Capua-Shenkar, Jenny; Varsano, Neta; Itzhak, Noya-Ruth; Kaplan-Ashiri, Ifat; Rechav, Katya; Jin, Xueting; Niimi, Manabu; Fan, Jianglin; Kruth, Howard S; Addadi, Lia.
Afiliación
  • Capua-Shenkar J; Department of Chemical and Structural Biology, Weizmann Institute of Science, 7610001 Rehovot, Israel.
  • Varsano N; Department of Chemical and Structural Biology, Weizmann Institute of Science, 7610001 Rehovot, Israel.
  • Itzhak NR; Department of Chemical and Structural Biology, Weizmann Institute of Science, 7610001 Rehovot, Israel.
  • Kaplan-Ashiri I; Department of Chemical Research Support, Weizmann Institute of Science, 7610001 Rehovot, Israel.
  • Rechav K; Department of Chemical Research Support, Weizmann Institute of Science, 7610001 Rehovot, Israel.
  • Jin X; Experimental Atherosclerosis Section, NIH, Bethesda, MD 20892.
  • Niimi M; Department of Molecular Pathology, University of Yamanashi, Yamanashi 409-3898, Japan.
  • Fan J; Department of Molecular Pathology, University of Yamanashi, Yamanashi 409-3898, Japan.
  • Kruth HS; Experimental Atherosclerosis Section, NIH, Bethesda, MD 20892.
  • Addadi L; Department of Chemical and Structural Biology, Weizmann Institute of Science, 7610001 Rehovot, Israel.
Proc Natl Acad Sci U S A ; 119(34): e2205475119, 2022 08 23.
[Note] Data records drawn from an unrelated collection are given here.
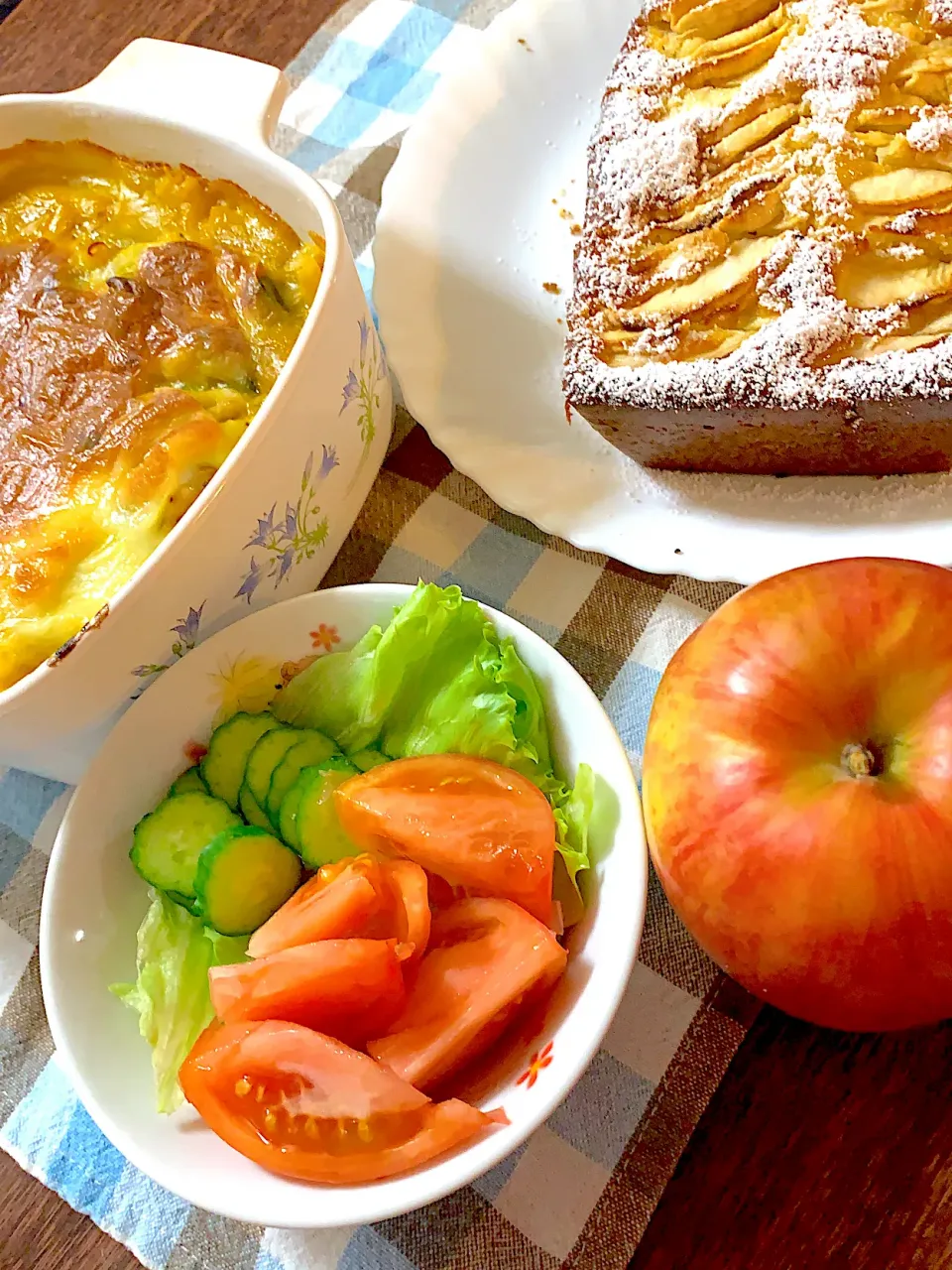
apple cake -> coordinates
[563,0,952,475]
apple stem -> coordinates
[840,742,881,776]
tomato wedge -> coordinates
[208,940,409,1045]
[248,856,385,956]
[367,899,566,1088]
[178,1022,499,1185]
[334,754,556,922]
[368,860,431,965]
[248,856,430,958]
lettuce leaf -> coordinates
[272,583,594,890]
[109,892,248,1114]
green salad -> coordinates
[110,583,595,1111]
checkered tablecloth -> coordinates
[0,0,756,1270]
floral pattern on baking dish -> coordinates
[131,599,208,701]
[235,445,339,604]
[516,1040,552,1089]
[339,318,387,480]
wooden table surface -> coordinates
[0,0,952,1270]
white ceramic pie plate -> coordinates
[39,584,648,1229]
[375,0,952,583]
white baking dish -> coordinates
[0,40,393,781]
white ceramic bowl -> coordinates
[0,40,393,781]
[40,584,648,1226]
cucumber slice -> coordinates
[346,749,390,772]
[130,790,241,907]
[266,729,339,829]
[239,785,272,833]
[278,767,311,852]
[167,767,208,798]
[195,825,300,935]
[200,710,281,809]
[295,758,359,869]
[244,724,300,809]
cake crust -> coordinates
[563,0,952,475]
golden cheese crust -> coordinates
[0,142,322,689]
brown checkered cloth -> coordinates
[0,0,758,1270]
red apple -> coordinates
[643,559,952,1030]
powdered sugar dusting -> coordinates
[926,0,952,27]
[565,0,952,409]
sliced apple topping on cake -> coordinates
[565,0,952,408]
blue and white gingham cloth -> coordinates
[0,0,743,1270]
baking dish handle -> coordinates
[62,40,290,145]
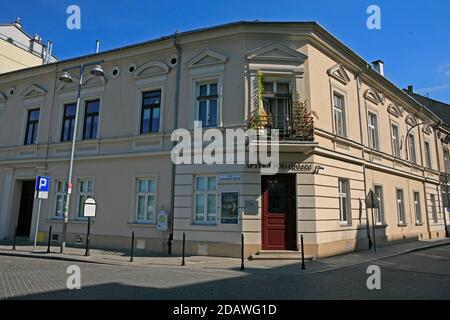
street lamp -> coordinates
[58,61,105,253]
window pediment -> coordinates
[20,84,47,99]
[327,64,350,85]
[388,103,403,118]
[186,49,228,68]
[364,88,384,105]
[422,124,433,135]
[133,61,170,79]
[246,43,308,64]
[405,114,417,126]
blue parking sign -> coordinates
[35,176,50,199]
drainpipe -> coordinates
[167,34,181,254]
[356,72,372,250]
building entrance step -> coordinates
[250,250,313,260]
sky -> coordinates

Article en En | MEDLINE | ID: mdl-35939716
ABSTRACT
We employed in a correlative manner an unconventional combination of methods, comprising cathodoluminescence, cryo-scanning electron microscopy (SEM), and cryo-focused ion beam (FIB)-SEM, to examine the volumes of thousands of cubed micrometers from rabbit atherosclerotic tissues, maintained in close-to-native conditions, with a resolution of tens of nanometers. Data from three different intralesional regions, at the media-lesion interface, in the core, and toward the lumen, were analyzed following segmentation and volume or surface representation. The media-lesion interface region is rich in cells and lipid droplets, whereas the core region is markedly richer in crystals and has lower cell density. In the three regions, thin crystals appear to be associated with intracellular or extracellular lipid droplets and multilamellar bodies. Large crystals are independently positioned in the tissue, not associated with specific cellular components. This extensive evidence strongly supports the idea that the lipid droplet surfaces and the outer membranes of multilamellar bodies play a role in cholesterol crystal nucleation and growth and that crystal formation occurs, in part, inside cells. The correlative combination of methods that allowed the direct examination of cholesterol crystals and lipid deposits in the atherosclerotic lesions may be similarly used for high-resolution examination of other tissues containing pathological or physiological cholesterol deposits.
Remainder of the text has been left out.